Senators seeking to ease delivery of U.S. food aid
BIDI BIDI CAMP, Uganda — As President Trump seeks to cut foreign aid under the slogan of “America First,” two U.S. senators are proposing making American food assistance more efficient after meeting with victims of South Sudan’s famine and civil war.
After a visit to the world’s largest refugee settlement in northern Uganda with the Republican chairman of the Senate Foreign Relations Committee, Democratic Sen. Chris Coons of Delaware said Saturday that the U.S. “can deliver more food aid at less cost” through food aid reform.
The United States spent roughly $2.8 billion on foreign food aid last year and is the world’s largest provider of humanitarian assistance.
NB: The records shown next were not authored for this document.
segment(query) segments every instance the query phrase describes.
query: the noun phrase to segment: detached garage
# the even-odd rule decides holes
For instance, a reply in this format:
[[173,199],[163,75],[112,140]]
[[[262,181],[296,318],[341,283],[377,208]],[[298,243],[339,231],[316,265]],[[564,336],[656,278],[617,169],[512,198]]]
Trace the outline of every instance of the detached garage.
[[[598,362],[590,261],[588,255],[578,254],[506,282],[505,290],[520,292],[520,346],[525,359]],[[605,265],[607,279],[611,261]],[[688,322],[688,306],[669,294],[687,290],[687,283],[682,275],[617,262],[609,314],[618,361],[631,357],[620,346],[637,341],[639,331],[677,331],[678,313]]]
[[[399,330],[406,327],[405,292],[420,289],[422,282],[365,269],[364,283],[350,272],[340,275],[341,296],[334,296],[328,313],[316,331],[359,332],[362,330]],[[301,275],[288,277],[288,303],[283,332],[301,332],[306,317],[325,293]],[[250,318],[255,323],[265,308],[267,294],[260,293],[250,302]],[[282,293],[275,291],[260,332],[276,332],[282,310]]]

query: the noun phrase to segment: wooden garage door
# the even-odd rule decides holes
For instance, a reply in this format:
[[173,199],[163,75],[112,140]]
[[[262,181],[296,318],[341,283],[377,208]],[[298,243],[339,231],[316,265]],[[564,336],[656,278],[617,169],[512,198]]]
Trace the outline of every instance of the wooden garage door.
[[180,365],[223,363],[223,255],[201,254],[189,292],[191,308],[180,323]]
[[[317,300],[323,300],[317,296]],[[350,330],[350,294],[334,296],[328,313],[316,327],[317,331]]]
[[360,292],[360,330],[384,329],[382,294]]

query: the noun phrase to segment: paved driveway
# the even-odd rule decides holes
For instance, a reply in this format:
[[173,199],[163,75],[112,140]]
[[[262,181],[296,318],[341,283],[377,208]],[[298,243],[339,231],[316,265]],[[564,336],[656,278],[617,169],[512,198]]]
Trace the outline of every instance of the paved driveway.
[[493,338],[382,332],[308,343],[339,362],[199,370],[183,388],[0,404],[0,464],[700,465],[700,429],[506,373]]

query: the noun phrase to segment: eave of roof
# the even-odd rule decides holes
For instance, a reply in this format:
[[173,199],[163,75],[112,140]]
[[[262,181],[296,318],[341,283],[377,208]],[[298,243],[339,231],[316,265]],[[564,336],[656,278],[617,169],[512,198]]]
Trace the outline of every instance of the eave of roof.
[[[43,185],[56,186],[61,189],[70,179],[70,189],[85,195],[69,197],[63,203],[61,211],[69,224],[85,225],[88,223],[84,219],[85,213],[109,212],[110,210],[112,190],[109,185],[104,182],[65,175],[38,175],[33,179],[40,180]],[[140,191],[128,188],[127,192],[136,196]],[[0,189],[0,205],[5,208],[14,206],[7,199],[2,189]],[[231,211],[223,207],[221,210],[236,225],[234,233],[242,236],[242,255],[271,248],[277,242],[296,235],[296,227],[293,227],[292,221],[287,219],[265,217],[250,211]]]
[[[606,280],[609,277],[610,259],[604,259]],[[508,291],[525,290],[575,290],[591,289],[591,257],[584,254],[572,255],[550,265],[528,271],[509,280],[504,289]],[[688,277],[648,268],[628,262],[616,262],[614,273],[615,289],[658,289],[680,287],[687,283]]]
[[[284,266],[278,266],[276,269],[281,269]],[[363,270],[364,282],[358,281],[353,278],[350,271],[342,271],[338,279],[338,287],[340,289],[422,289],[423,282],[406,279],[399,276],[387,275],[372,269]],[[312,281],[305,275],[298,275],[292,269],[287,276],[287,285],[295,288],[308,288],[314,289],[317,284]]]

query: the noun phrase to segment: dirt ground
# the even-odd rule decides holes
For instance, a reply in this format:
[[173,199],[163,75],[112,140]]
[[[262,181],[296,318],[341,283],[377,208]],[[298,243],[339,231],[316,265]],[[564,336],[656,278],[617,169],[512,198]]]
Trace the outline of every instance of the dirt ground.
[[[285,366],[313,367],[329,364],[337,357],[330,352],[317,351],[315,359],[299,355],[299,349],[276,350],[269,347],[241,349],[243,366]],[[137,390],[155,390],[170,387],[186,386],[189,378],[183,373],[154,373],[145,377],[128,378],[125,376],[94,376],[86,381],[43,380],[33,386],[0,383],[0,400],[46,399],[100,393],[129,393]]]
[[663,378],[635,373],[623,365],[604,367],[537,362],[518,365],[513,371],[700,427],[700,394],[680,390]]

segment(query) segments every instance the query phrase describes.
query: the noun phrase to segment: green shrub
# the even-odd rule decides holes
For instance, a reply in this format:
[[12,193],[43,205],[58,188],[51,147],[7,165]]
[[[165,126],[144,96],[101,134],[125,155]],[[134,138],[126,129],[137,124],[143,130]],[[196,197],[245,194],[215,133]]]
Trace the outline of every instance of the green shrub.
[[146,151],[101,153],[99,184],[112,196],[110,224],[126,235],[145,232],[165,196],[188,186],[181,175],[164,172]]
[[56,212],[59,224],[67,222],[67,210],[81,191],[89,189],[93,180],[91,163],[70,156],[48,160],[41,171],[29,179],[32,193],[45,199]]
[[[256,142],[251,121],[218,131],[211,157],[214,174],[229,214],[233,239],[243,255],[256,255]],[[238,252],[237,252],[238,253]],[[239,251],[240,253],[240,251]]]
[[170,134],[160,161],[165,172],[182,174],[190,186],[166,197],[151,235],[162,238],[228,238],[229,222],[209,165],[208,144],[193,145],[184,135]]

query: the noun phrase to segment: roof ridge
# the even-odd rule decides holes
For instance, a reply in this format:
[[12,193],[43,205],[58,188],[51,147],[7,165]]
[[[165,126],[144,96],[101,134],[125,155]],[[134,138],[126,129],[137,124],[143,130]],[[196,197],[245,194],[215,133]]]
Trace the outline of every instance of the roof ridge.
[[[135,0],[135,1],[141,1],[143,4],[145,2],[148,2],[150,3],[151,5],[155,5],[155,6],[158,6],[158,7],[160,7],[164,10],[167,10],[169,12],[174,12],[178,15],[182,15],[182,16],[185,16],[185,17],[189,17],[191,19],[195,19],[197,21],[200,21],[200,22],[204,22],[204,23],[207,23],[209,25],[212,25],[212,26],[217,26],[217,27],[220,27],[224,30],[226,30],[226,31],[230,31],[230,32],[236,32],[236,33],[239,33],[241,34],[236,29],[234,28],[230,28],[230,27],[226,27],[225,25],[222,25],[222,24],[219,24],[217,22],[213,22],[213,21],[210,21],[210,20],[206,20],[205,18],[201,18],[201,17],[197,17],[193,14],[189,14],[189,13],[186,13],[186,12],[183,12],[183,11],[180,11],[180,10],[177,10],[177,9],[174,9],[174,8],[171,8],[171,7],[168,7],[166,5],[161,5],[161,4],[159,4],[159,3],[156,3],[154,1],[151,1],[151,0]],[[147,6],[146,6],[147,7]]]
But current regulations require most food aid to be grown in the U.S. and shipped under an American flag.
“It’s taken in some cases six months for those products to actually get here,” said Republican Sen. Bob Corker of Tennessee. “We have people coming over the border (from South Sudan). They need food. We can actually buy the food cheaper, use our taxpayer dollars cheaper.”
The two senators toured a food distribution site Friday at the refugee settlement, which holds more than 270,000 South Sudanese who have fled the three-year civil war in the East African nation.
The U.N. says South Sudan is part of the largest humanitarian crisis since World War II, with roughly 20 million people there and in Somalia, Nigeria and Yemen facing possible famine. Two counties in South Sudan were declared famine areas in February.
In March, Trump proposed a budget that would cut 28 percent of funding for diplomacy and foreign aid, singling out the Food for Peace program that funds a majority of U.S. foreign food assistance.
The budget plan still requires approval by Congress.
Both Coons and Corker defended humanitarian aid, and argued that lifting restrictions on where foreign food aid is grown and how it is shipped would feed more people.